On the one hand, the level of material reuse in Africa is commendable. Here, you have automotive parts that would be instantaneously melted down or discarded in the UK being refitted into a ‘tro-tro’ or communal vehicle: they are treated as raw materials. The continent is indeed the king of automotive refurbishment, and we in the West could learn a lot from these guys. But on the other hand, this simply underscores what Africa is for us: a repository for our waste and unwanted products. After all, the refurbished automotive parts were selected from, well, outdated cars in the first place – cars that would not be deemed fit to be on a European road; nor which anyone in Europe would want anyway.
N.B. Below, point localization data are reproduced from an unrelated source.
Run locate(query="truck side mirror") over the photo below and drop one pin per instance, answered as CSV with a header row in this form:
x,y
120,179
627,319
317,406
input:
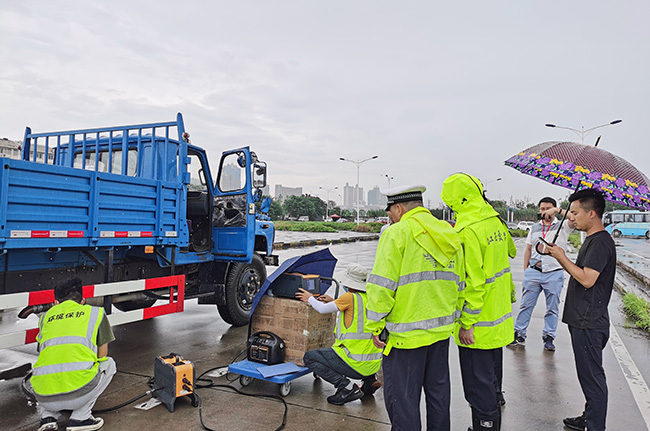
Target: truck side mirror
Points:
x,y
259,175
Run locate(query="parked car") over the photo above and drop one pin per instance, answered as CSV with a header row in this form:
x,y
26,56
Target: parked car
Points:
x,y
525,225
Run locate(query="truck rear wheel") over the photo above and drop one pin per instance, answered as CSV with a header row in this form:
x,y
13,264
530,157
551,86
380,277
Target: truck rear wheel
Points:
x,y
242,284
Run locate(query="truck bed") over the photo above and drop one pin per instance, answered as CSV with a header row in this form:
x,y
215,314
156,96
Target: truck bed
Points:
x,y
49,206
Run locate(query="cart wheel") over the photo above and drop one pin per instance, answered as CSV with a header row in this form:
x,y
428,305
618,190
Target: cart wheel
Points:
x,y
245,380
285,388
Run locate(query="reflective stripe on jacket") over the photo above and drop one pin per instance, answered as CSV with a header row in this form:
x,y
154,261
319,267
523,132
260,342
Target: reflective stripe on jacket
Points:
x,y
353,344
486,301
68,348
414,284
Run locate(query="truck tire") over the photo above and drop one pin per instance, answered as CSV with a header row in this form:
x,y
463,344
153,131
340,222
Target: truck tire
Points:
x,y
242,284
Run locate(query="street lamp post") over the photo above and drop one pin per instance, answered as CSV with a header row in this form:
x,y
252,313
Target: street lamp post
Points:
x,y
327,204
358,163
488,182
582,133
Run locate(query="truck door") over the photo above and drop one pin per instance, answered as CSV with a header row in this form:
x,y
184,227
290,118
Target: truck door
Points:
x,y
233,212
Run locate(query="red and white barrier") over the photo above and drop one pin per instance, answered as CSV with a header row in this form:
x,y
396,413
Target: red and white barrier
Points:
x,y
24,299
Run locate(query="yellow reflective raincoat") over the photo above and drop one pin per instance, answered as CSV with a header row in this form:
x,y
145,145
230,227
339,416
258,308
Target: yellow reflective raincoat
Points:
x,y
68,348
414,284
486,301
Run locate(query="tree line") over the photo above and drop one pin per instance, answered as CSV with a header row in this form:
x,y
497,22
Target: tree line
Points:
x,y
317,209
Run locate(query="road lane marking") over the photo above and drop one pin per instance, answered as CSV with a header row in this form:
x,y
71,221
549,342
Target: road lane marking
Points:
x,y
633,376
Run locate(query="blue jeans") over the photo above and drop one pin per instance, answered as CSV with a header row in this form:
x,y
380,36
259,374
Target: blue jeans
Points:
x,y
330,367
534,283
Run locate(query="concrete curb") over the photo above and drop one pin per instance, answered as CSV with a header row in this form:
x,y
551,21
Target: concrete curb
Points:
x,y
310,242
644,280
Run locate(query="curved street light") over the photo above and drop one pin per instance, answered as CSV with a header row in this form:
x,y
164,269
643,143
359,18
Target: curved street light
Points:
x,y
327,204
358,163
582,133
488,182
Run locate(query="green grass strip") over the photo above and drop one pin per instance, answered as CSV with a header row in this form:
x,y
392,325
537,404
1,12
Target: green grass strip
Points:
x,y
637,309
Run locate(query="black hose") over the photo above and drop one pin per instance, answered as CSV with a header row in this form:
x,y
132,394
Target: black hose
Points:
x,y
126,403
213,386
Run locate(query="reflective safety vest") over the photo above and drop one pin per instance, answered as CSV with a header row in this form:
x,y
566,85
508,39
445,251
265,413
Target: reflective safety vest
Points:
x,y
68,348
353,344
486,301
414,284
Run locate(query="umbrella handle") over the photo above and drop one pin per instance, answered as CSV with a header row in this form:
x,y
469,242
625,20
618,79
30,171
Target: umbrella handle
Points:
x,y
537,249
336,291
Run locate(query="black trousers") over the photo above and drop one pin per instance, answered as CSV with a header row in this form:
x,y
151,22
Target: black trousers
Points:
x,y
328,365
588,345
481,371
406,372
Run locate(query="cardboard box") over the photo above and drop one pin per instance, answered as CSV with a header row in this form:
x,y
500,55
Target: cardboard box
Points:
x,y
301,327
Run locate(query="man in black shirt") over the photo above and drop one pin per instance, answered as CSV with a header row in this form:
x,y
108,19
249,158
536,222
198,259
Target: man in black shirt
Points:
x,y
585,308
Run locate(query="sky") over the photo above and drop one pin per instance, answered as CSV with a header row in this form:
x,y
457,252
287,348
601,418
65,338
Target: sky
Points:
x,y
430,87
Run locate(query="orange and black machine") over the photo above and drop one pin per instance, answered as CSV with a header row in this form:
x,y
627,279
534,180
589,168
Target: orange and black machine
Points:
x,y
174,378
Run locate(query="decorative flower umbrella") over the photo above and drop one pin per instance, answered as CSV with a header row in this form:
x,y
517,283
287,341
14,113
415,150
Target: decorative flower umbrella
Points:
x,y
580,166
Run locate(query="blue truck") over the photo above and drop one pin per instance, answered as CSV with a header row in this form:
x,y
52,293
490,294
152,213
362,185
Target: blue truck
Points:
x,y
135,202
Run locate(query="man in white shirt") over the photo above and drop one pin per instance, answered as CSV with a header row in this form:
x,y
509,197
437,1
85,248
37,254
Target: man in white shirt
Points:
x,y
542,273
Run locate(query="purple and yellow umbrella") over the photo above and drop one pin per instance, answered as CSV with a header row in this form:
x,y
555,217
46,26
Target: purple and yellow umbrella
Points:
x,y
580,166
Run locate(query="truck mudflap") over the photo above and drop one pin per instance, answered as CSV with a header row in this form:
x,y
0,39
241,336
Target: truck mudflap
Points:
x,y
25,299
271,260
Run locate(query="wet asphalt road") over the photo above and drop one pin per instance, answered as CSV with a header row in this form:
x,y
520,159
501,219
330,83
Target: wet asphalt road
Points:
x,y
541,387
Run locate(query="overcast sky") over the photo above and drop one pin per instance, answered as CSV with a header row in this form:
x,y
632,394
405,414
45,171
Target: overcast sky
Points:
x,y
431,87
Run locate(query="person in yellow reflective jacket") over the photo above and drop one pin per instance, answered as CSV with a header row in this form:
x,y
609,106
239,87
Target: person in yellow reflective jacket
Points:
x,y
412,293
353,355
73,368
484,309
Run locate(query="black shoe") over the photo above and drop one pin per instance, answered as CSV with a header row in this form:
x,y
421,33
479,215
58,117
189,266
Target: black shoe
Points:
x,y
90,424
519,340
343,396
48,424
577,423
370,385
548,343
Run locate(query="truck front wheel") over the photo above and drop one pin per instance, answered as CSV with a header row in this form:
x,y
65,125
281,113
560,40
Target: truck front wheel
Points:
x,y
242,284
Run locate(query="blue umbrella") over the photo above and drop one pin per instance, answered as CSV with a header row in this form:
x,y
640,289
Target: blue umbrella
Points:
x,y
320,262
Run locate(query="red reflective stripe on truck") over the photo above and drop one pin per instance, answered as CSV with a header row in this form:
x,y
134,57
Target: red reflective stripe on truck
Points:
x,y
41,297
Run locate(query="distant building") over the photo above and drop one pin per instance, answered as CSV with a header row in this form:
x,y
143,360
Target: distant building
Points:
x,y
350,196
375,198
281,193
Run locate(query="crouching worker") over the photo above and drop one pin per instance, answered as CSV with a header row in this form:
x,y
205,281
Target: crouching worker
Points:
x,y
353,355
72,369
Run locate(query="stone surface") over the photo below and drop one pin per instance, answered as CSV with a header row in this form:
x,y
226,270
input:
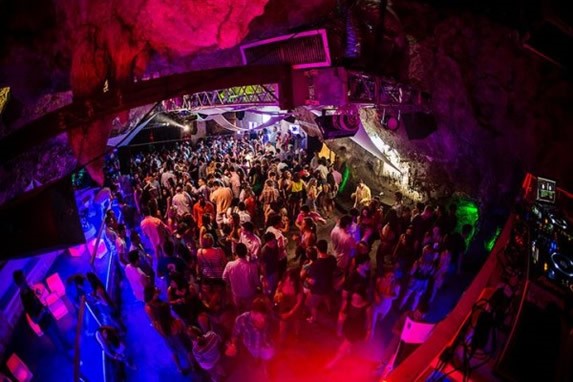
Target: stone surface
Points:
x,y
500,109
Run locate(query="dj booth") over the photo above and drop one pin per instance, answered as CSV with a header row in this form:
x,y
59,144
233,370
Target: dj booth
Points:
x,y
517,314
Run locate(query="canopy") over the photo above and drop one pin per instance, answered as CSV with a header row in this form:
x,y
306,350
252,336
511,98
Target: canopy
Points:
x,y
363,139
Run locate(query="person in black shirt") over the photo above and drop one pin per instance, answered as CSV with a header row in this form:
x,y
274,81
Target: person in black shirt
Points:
x,y
269,263
358,279
170,264
321,279
40,314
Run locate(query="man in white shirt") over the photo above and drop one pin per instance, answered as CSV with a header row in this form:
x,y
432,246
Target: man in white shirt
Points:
x,y
222,197
251,241
165,176
275,223
243,277
343,242
182,202
137,279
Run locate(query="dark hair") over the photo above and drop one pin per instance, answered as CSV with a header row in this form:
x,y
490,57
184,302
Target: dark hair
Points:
x,y
248,226
345,221
268,236
322,245
241,250
148,293
164,318
19,277
207,240
261,305
294,275
274,220
311,253
361,259
178,278
361,290
94,281
133,256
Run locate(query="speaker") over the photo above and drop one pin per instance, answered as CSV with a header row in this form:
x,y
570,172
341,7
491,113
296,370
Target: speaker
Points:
x,y
419,125
338,126
42,220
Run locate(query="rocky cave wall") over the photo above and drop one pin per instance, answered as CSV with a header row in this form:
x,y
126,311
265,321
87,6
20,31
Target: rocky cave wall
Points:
x,y
500,110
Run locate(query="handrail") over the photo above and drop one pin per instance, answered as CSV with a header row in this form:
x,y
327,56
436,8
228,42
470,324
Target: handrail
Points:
x,y
420,360
77,345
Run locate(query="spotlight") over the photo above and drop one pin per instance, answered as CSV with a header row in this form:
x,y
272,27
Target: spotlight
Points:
x,y
390,122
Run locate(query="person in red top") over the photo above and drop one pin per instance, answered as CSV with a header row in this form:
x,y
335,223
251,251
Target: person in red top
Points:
x,y
250,202
305,212
200,208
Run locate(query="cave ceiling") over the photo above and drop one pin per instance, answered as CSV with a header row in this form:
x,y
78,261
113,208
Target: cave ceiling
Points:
x,y
501,110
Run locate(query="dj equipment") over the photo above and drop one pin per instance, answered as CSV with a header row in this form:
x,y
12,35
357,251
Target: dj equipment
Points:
x,y
551,247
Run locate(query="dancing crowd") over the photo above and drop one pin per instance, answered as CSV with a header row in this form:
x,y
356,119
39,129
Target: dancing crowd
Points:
x,y
218,239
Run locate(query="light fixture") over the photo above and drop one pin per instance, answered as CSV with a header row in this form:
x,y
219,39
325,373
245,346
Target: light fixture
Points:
x,y
390,122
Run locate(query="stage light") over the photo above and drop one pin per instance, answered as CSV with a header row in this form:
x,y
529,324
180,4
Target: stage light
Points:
x,y
389,121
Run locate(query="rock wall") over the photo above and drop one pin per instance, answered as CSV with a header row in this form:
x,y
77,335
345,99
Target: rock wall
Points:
x,y
501,111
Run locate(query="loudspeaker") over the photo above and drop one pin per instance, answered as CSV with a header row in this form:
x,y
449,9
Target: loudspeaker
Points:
x,y
338,126
419,125
42,220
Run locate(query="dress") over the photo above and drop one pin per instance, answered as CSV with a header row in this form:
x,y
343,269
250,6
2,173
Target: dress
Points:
x,y
355,325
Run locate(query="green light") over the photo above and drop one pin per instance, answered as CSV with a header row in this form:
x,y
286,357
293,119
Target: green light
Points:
x,y
491,242
468,213
345,177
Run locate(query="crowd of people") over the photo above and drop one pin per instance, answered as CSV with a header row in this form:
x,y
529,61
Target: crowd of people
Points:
x,y
218,239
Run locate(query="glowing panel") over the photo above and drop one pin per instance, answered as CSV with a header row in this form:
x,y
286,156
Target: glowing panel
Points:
x,y
4,96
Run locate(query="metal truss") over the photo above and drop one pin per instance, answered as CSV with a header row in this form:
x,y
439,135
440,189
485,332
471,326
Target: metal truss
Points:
x,y
267,94
364,88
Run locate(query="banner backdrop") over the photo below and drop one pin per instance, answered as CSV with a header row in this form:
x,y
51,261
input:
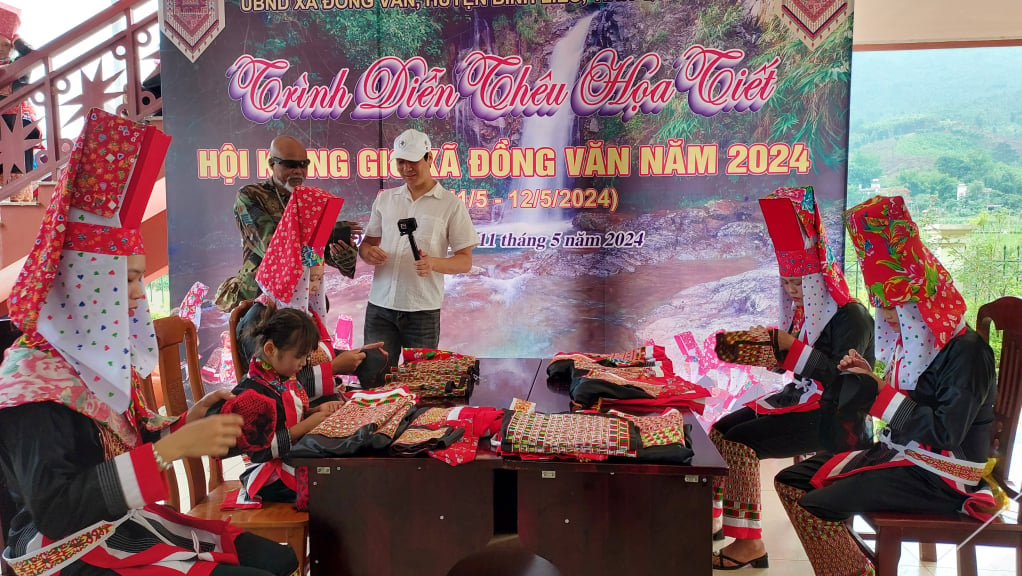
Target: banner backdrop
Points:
x,y
611,153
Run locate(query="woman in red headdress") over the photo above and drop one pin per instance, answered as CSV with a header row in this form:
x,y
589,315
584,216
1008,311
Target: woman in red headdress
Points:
x,y
820,322
936,396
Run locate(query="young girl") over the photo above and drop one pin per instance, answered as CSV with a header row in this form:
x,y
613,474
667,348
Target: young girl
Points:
x,y
285,338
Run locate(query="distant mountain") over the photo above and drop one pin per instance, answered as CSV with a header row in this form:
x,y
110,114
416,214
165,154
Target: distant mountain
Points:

Sometimes it is amazing what trade liberalization and de-regulated markets have created in the developing world. I mean, twenty years ago, who would have thought that African capitals would be epicenters for poor-quality used clothing manufactured in South Asia, used bicycles produced in the Far East, rice manufactured in Thailand and the US, and toothpicks – I repeat, toothpicks – produced in China. In Ghana here, the indispensable MSG-infested Maggi cubes that make or break the jolof rice, chicken dishes and light soups we consume, are manufactured in Malaysia; as is the ketchup used on our rice dishes, despite the fact that the country is a major producer of tomatoes. But what perhaps tops everything is the television program shown during primetime (Friday and Saturday nights). This is a Mexican soap (produced circa-2001) translated into English. Accra seems to stop on Friday and Saturday nights to watch it, and if you are in a building where it is being televised, you often see women pick up their cell phones to call their friends, sisters and mothers to gossip and reflect critically on what Carlos Raul or Alessandro has said, has not said, has done, or has not done. From what I hear, most African countries have similar soaps ‘imported’ from Latin America and the Philippines.

Sometimes the things you see in Africa are mind-boggling.